1. A mutant of an R-type a-fluoroimine reductase, characterized in that, It is obtained by amino acid mutation of the sequence shown in SEQ ID NO.1, wherein the mutation is at least one of S237T, I241L or R248L.

2. The R-type a-fluoroimine reductase mutant of claim 1, wherein, The mutations are S237T, S237T / I241L, and S237T / I241L / R248L.

3. A nucleotide sequence, characterized in that, The R-type α-fluoroimine reductase mutant of claim 1 is encoded.

4. A recombinant vector, characterized in that, It comprises the nucleotide sequence of claim 3.

5. A recombinant cell, characterized in that, It includes the recombinant vector as described in claim 4.

6. A method for preparing the R-type α-fluoroimine reductase mutant according to claim 1, characterized in that, Includes the following steps: (1) Design point mutation primers, use plasmids carrying wild-type imine reductase genes as templates, perform PCR reactions using point mutation primers, and obtain linearized plasmids after purification; (2) After the linearized plasmid is transferred into the host bacteria, the R-type α-fluoroimine reductase mutant is induced to express.
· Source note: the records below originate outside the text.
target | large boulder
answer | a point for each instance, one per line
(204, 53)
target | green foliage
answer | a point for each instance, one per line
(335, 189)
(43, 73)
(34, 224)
7. The preparation method according to claim 6, characterized in that, In step (1), the point mutation primer is: 。 8. The use of the R-type α-fluoroimine reductase mutant of claim 1 or 2, the nucleotide sequence of claim 3, the recombinant vector of claim 4, or the recombinant cell of claim 5 in the biocatalytic synthesis of (R)-4-methoxy-N-(2,2,2-trifluoro-1-phenylethyl)aniline.

9. The application according to claim 8, wherein the biocatalysis uses (Z)-2,2,2-trifluoro-N-(4-methoxyphenyl)-1-phenylethylimine as a substrate and reacts at pH 4.2-9 and temperature 20-50°C for 18-24 h.

10. The use of the R-type α-fluoroimine reductase mutant of claim 1 or 2, the nucleotide sequence of claim 3, the recombinant vector of claim 4, or the recombinant cell of claim 5 in the key intermediate of the biocatalytic synthesis of the drug STX-478 (LY4064809).